© 2024 Arizent. All rights reserved.

Lendbuzz sets out to raise $187.9 million in auto ABS

Adobe Stock

Lendbuzz Funding is preparing to issue about $187.9 million in asset-backed securities, the third term securitization secured by vehicle retail installment sale contracts, from a company that is experiencing strong growth and raising capital from several channels.

Founded by migrant graduate school students who felt shut out of the consumer credit markets, Lendbuzz started making loans in 2015 to customers who have difficulty securing financing from traditional sources, like banks, credit unions and captive auto finance companies, according to Kroll Bond Rating Agency.

Goldman Sachs and J.P. Morgan Securities are the lead managers on the transaction, which will issue three classes of notes, according to the Asset Securitization Report's deal database. Illustrating the target customers' limited access to the credit markets, less than half of the underlying loans, 49.69%, were taken out by borrowers with a FICO score. Other than that the largest percentage of borrowers with a FICO score, 14.5%, had one of 660 or lower.

A large majority of the loans, 89.26% financed the purchase of used vehicles, and borrowers had a weighted average loan-to-value ratio of 95.6%.   

KBRA noted several key changes to the transaction, LBZZ 2023-1 over the LBZZ 2022-1, particularly in its structure and collateral pool.
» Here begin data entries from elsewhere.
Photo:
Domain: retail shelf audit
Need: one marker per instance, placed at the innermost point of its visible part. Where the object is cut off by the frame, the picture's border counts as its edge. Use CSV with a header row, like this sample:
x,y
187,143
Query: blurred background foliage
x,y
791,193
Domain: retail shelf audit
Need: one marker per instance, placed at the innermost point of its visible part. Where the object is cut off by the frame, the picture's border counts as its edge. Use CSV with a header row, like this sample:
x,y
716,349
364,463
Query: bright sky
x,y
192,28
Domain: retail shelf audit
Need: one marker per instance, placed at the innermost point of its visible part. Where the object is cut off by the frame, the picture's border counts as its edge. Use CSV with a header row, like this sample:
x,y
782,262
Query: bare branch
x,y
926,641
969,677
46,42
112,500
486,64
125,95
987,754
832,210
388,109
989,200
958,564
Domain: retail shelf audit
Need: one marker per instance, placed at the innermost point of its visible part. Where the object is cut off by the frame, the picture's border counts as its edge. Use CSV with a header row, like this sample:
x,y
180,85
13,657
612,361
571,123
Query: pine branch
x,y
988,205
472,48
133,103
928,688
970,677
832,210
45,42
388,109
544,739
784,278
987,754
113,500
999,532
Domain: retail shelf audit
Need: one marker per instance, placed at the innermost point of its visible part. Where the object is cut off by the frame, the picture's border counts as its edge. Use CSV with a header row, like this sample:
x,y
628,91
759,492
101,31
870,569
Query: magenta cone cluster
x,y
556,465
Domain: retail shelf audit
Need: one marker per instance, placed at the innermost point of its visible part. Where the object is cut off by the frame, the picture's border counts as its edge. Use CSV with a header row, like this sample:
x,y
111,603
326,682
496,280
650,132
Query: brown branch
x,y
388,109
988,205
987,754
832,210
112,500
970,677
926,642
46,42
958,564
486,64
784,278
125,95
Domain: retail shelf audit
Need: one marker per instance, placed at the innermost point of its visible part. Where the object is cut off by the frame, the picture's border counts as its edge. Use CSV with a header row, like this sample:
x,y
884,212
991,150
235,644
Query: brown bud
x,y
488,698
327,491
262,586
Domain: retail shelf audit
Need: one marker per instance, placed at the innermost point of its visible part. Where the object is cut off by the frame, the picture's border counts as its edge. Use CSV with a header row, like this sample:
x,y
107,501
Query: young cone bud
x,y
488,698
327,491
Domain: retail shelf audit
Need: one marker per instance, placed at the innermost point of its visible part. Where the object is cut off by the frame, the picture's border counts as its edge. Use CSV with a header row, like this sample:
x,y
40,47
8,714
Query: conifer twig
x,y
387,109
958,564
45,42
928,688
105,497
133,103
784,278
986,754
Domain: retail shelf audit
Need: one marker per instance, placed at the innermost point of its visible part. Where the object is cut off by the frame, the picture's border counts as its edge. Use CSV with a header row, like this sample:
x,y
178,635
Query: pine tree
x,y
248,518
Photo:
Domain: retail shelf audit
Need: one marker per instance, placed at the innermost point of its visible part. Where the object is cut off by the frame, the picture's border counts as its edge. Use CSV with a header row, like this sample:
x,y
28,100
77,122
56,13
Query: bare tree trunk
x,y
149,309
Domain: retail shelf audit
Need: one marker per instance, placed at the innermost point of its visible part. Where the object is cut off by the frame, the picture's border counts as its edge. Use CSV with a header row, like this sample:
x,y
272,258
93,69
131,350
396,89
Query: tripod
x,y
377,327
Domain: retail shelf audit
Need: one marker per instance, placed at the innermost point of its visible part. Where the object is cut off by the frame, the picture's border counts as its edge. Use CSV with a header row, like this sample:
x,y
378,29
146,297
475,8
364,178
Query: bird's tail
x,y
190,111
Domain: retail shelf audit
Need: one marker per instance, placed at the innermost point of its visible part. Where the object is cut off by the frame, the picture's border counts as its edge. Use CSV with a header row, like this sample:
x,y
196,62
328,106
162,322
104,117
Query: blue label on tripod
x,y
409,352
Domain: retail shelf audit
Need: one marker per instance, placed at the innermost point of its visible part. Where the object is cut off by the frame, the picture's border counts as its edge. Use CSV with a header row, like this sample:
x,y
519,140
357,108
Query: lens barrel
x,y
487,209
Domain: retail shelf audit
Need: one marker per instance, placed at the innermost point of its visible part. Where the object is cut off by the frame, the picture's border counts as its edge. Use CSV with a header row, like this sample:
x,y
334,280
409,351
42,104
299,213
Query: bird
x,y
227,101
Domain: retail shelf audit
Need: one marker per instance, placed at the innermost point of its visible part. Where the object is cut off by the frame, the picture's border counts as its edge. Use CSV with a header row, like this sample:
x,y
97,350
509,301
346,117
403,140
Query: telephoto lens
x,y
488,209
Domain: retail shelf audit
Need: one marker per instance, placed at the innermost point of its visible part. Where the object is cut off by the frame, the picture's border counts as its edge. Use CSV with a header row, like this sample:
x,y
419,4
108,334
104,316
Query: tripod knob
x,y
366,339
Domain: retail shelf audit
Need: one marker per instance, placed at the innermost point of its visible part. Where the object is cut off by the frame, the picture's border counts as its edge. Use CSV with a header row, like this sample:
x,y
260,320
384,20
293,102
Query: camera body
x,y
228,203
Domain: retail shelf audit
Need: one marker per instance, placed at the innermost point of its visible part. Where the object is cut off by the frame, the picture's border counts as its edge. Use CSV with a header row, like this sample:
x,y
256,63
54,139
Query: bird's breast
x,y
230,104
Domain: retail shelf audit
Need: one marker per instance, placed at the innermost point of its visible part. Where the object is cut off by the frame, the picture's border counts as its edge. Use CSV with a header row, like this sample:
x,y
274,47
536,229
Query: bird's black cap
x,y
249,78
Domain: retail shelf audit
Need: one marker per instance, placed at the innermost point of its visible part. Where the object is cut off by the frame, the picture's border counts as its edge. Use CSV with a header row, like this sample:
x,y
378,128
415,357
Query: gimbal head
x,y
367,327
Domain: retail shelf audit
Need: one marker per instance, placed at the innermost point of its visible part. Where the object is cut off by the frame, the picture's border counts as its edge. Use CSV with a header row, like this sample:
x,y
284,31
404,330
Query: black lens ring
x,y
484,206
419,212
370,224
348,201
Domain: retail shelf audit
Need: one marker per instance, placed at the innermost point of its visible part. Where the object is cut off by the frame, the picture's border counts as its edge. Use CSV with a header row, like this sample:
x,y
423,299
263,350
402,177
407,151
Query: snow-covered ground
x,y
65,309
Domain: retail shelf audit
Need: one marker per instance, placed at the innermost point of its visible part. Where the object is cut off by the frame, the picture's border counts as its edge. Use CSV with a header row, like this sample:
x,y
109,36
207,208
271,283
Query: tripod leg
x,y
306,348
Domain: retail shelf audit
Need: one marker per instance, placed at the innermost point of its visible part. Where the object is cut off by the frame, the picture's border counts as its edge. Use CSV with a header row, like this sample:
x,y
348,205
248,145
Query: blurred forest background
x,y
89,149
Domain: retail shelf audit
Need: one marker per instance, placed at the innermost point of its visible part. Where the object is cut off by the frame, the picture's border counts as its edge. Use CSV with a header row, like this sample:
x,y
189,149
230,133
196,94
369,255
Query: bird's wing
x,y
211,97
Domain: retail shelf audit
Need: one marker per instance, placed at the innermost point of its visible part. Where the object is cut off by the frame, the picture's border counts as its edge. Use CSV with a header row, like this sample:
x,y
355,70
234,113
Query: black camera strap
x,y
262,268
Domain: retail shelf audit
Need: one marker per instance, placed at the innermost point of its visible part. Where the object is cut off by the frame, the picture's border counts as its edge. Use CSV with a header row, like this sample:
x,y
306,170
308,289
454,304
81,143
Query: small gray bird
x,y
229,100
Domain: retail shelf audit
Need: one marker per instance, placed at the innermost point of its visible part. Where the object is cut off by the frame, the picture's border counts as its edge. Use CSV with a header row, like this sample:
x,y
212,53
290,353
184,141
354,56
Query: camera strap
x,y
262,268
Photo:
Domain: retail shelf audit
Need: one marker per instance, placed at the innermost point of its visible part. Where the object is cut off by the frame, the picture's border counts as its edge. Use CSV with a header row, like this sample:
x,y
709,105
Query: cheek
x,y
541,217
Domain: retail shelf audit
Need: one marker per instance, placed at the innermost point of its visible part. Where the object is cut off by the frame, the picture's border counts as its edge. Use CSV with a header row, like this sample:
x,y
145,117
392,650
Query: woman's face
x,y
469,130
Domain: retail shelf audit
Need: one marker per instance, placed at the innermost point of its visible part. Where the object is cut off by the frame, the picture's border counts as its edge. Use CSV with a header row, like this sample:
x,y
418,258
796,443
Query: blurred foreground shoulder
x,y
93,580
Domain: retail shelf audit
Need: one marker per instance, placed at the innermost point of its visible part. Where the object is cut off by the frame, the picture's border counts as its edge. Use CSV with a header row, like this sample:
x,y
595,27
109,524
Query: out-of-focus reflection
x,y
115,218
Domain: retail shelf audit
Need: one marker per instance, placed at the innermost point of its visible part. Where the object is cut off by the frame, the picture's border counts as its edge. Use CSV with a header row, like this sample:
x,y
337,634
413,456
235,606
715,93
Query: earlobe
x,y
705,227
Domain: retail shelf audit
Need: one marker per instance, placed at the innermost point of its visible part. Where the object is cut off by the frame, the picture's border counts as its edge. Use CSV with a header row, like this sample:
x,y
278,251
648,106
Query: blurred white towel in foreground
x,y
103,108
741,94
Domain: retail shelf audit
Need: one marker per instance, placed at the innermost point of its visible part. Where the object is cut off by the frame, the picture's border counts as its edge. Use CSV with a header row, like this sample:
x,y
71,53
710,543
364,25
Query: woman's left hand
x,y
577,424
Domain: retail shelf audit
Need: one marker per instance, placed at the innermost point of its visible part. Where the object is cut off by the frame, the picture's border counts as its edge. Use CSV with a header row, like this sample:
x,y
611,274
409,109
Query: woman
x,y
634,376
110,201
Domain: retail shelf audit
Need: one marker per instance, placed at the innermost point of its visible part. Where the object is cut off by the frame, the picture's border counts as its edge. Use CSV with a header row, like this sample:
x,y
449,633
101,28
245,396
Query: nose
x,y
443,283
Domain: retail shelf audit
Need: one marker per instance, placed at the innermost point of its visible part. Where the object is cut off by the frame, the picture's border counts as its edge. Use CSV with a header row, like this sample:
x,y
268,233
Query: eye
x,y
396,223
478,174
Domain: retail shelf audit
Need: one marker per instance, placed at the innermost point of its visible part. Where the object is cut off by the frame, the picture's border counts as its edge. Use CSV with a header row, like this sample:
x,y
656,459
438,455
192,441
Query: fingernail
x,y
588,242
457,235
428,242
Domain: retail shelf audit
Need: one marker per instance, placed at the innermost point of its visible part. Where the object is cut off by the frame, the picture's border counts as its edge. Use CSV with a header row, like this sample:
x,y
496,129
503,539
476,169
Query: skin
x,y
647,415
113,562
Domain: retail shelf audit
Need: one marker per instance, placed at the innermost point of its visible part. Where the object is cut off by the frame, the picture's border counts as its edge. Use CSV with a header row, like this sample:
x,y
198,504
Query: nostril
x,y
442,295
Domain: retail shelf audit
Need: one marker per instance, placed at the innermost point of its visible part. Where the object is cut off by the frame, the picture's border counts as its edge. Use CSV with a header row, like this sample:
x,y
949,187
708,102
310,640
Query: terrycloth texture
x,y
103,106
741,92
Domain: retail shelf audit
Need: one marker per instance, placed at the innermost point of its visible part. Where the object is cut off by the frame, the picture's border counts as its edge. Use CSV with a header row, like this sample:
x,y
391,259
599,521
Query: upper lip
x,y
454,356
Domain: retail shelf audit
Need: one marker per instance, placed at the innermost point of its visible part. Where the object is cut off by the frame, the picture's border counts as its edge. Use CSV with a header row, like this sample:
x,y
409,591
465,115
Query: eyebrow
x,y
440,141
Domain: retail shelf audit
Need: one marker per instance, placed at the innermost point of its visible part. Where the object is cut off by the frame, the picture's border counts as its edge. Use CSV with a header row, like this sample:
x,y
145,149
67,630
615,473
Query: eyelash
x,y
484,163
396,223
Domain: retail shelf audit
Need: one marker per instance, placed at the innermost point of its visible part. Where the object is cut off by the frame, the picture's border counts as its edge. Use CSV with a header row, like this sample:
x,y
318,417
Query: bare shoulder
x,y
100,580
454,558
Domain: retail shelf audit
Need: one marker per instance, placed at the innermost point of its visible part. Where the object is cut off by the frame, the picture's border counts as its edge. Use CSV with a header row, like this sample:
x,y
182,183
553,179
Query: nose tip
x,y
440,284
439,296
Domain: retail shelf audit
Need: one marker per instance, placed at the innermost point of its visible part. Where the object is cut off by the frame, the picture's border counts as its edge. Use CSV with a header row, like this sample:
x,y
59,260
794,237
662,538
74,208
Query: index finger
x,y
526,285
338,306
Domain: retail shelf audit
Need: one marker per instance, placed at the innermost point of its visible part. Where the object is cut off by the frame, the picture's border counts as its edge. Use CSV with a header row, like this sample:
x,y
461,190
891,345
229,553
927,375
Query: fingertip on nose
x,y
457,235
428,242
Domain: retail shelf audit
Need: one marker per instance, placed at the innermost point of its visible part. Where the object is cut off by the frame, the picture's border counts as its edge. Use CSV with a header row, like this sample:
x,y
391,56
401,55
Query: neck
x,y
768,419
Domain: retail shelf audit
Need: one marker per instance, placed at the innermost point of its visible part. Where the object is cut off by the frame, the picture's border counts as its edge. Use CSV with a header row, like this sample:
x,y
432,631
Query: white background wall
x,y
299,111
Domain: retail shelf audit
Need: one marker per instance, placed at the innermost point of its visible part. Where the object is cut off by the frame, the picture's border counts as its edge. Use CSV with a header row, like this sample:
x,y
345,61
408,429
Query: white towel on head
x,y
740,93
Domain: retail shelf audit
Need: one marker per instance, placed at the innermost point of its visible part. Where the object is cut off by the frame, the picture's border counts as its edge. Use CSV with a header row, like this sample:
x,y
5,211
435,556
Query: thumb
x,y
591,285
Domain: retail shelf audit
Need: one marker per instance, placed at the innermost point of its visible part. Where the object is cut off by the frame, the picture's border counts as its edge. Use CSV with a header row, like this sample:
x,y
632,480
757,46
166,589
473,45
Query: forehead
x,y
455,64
For one, LBZZ 2023-1 has a reduced recovery rate assumption on the current transaction at 50%, compared with 56.7% on the LBZZ 2022-1, given deteriorating recovery trends and lower used vehicle values, according to KBRA. Borrowers have a higher weighted average (WA) FICO score of 693 at origination, compared with 678, and had a higher average balance of $28,278, over the $24,617 in the 2022-1 pool.

Lendbuzz uses a proprietary Artificial Intelligence Risk Analysis (AIRA) credit scoring system, and this time around there is a higher concentration of loans in the highest credit-scoring tier, 700+, according to KBRA.

Also, at a time when layoffs are picking up in the financial services industry, such as the mortgage lending market, Lendbuzz added 80 new employees from Q1 through Q3 2022. Originations increased 59% on a year-over-year basis, according to KBRA.

Credit enhancement consists of overcollateralization, subordination except for the class B notes, a reserve account funded at closing and excess spread.

KBRA expects to assign ratings of 'K1+' to the class A-1 notes; 'A+' to the class A-2 notes; and 'BBB+' to the class B notes.

Moody's expects to rate the A-2 notes 'A3' and the class B notes 'Baa3'.

The notes have a legal final maturities ranging from March 2024 to August 2029.